Revue Hypnose Therapies Breves 74Commandez la Revue Hypnose & Thérapies brèves n°74 version Papier

N°74 : Août / Sept. / Octobre 2024

La puissance thérapeutique de la relation humaine

Julien Betbèze, rédacteur en chef, nous présente ce n°74 :

Si la prise en compte du corps relationnel est au centre des changements en thérapie, cela implique pour le thérapeute d’être attentif au contexte relationnel favorisant les processus dissociatifs. Et pour favoriser les processus de réassociation, le thérapeute doit être en capacité de modifier les interactions qui entretiennent le problème.
. Nathalie Koralnik, dans un texte clair et pédagogique, nous montre comment la prescription du symptôme permet à des parents consultant pour des problèmes récurrents, avec une escalade symétrique de disputes et de crises, de retrouver une relation éducative positive, les parents pouvant s’investir dans un rôle de co-thérapeutes. L’approche stratégique, lorsqu’elle est pensée de manière coopérative, est vraiment un outil de choix pour sortir des impasses relationnelles.

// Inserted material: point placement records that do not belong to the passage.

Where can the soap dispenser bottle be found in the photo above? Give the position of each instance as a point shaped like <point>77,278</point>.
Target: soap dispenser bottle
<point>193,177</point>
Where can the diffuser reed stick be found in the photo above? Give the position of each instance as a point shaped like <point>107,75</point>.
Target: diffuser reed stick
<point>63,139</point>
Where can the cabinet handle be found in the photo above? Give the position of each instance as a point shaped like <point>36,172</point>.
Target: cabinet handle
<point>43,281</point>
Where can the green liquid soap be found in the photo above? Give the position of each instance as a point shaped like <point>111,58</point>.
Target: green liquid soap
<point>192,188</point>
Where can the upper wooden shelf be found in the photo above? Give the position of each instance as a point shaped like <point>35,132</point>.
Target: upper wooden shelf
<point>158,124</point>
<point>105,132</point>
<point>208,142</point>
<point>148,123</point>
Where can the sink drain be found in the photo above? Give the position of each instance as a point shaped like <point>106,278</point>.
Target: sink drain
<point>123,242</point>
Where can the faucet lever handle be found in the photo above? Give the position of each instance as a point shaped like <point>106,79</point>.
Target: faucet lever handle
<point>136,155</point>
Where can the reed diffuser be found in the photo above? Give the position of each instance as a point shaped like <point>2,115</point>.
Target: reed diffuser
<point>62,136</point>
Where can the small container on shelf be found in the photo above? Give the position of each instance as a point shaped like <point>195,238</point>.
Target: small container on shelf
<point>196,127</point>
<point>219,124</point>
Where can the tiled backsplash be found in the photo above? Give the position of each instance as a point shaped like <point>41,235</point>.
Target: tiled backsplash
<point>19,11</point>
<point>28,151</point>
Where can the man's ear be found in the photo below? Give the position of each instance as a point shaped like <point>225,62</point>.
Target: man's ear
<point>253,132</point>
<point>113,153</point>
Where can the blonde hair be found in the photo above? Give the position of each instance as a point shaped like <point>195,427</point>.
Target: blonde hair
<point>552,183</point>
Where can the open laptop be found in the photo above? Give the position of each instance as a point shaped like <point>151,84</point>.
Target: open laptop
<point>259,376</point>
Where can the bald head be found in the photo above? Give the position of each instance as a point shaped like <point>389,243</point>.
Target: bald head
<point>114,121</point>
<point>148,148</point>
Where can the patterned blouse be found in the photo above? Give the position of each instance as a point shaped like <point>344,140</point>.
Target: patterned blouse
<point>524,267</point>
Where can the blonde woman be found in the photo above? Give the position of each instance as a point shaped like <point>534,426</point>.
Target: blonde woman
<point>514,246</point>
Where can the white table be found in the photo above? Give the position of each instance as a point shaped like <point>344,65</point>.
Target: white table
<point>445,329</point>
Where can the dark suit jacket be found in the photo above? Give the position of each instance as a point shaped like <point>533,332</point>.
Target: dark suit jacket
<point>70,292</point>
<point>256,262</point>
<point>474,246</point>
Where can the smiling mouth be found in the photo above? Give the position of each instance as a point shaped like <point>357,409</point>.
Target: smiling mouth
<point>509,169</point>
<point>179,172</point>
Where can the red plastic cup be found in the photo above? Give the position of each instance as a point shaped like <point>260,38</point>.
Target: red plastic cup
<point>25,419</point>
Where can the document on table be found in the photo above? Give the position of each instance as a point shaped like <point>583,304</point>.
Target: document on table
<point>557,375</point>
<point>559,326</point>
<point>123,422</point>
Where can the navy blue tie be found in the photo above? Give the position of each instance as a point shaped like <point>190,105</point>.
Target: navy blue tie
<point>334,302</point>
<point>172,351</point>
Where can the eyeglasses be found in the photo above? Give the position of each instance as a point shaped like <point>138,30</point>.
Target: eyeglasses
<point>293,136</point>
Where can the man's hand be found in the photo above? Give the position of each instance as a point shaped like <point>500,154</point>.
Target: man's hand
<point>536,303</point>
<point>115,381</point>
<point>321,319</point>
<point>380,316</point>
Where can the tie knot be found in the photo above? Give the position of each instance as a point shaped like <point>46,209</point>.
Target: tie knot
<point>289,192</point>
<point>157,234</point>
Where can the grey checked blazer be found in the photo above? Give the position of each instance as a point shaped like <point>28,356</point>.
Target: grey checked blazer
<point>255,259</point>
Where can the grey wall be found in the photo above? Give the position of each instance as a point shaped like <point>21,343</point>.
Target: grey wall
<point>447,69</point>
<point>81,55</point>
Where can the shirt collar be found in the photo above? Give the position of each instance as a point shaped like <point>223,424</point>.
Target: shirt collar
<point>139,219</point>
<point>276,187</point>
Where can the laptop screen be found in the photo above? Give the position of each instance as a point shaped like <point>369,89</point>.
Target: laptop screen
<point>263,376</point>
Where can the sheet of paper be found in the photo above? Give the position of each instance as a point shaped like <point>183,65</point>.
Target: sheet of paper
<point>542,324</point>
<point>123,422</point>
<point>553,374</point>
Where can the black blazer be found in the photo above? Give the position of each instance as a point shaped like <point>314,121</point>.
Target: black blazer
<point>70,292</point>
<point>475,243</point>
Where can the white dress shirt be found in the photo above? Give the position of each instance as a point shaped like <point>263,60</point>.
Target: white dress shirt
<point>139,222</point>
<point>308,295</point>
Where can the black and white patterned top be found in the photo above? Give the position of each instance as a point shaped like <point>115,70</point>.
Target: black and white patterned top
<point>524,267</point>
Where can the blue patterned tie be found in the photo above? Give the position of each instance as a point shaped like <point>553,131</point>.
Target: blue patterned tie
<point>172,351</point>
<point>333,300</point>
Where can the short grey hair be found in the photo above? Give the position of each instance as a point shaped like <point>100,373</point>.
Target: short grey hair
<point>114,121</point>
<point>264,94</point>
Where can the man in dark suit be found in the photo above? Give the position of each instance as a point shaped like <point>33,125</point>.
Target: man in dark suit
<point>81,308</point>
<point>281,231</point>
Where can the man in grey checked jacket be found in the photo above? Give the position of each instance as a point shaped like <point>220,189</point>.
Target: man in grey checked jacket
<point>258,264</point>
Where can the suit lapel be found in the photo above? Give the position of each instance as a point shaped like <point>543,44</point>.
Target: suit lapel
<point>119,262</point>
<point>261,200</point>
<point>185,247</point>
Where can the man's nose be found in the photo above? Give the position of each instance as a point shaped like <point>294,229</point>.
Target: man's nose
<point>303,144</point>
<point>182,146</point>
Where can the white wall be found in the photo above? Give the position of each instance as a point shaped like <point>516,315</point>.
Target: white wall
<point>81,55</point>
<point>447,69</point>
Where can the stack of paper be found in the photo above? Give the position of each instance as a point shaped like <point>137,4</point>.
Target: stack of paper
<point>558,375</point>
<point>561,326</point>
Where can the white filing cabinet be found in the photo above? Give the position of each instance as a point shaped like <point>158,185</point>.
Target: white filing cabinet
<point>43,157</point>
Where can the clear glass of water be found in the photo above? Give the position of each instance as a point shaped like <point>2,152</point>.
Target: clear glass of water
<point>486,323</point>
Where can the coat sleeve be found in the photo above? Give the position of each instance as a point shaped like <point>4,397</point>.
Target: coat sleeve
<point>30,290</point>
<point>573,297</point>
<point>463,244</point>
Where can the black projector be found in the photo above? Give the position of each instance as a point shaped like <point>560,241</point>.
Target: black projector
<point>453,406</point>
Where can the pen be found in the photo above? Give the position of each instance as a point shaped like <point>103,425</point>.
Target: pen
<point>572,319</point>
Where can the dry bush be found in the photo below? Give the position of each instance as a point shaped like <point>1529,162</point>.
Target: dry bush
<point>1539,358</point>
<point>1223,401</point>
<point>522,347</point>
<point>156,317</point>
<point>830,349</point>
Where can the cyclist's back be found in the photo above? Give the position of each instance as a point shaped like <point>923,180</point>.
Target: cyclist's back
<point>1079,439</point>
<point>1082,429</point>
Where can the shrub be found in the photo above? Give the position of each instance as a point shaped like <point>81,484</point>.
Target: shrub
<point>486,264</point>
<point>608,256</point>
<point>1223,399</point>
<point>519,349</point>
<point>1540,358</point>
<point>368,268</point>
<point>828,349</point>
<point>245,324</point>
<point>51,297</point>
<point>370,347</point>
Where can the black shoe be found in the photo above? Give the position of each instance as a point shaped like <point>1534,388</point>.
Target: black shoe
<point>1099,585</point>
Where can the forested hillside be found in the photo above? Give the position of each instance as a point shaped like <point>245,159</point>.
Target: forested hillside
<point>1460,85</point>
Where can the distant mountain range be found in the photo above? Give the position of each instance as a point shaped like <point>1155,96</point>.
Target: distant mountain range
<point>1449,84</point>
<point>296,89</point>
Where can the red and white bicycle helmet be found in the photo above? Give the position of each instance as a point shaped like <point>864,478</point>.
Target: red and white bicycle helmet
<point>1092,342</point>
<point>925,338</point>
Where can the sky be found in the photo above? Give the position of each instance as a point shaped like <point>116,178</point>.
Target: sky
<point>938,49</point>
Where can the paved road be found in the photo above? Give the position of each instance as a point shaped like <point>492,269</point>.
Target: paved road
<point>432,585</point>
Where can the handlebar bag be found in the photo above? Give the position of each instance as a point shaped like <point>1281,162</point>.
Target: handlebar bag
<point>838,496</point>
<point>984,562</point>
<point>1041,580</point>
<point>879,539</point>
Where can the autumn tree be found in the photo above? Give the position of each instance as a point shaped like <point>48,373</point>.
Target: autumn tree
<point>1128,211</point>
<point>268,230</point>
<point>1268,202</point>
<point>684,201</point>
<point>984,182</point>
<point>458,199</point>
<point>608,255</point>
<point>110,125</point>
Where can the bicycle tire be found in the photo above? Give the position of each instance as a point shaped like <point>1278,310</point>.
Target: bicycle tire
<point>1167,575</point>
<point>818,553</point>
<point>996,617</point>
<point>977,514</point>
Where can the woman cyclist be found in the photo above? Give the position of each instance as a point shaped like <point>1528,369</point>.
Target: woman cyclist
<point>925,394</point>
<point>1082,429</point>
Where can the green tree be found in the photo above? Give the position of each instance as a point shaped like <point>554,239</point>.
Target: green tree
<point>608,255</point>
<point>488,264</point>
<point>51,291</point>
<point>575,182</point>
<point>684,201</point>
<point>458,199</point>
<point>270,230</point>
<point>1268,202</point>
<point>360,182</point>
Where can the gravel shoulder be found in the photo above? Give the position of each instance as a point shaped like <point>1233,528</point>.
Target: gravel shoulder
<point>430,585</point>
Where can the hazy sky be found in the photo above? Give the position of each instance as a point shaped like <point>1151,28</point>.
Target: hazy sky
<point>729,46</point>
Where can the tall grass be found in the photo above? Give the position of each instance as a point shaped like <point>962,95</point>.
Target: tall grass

Delphine Le Gris nous parle de Mélanie, une jeune femme en grande souffrance après une rupture sentimentale où la relation de couple était depuis longtemps perçue comme maltraitante. En s’immergeant dans l’histoire de sa patiente, l’image de la mer et de l’eau est apparue, avec des vagues réparatrices permettant de retrouver les ressources enfuies et de rendre possible l’oubli des relations difficiles emportées au large. Nous voyons ainsi l’importance pour le thérapeute de se connecter à l’histoire racontée par le sujet pour ouvrir un imaginaire partagé, dans lequel la vie relationnelle va reprendre sa place.

Michel Dumas évoque l’histoire de Stéphanie, confrontée à la déliquescence de la relation avec son mari qui, le plus souvent, met en scène sa tristesse et se réfugie devant son téléviseur. Elle ne parvient pas à aborder avec son conjoint cette situation où elle se sent de moins en moins aimée, car elle a peur d’un conflit qui provoquerait les conséquences qu’elle redoute. Après un recadrage : « si tu fais l’agneau, tu trouveras le loup qui te mangera », le thérapeute prescrit trois tâches stratégiques possibles pour sortir de ce cercle vicieux relationnel.

 Jérémie Roos nous raconte comment la situation bloquée de Zohra, attaquée par un chien, a pu évoluer grâce au sous-main de son bureau utilisé comme une scène imaginaire. Celle-ci permettra l’émergence de nouvelles formes relationnelles, ouvrant de nouveaux possibles grâce au soutien de la relation thérapeutique.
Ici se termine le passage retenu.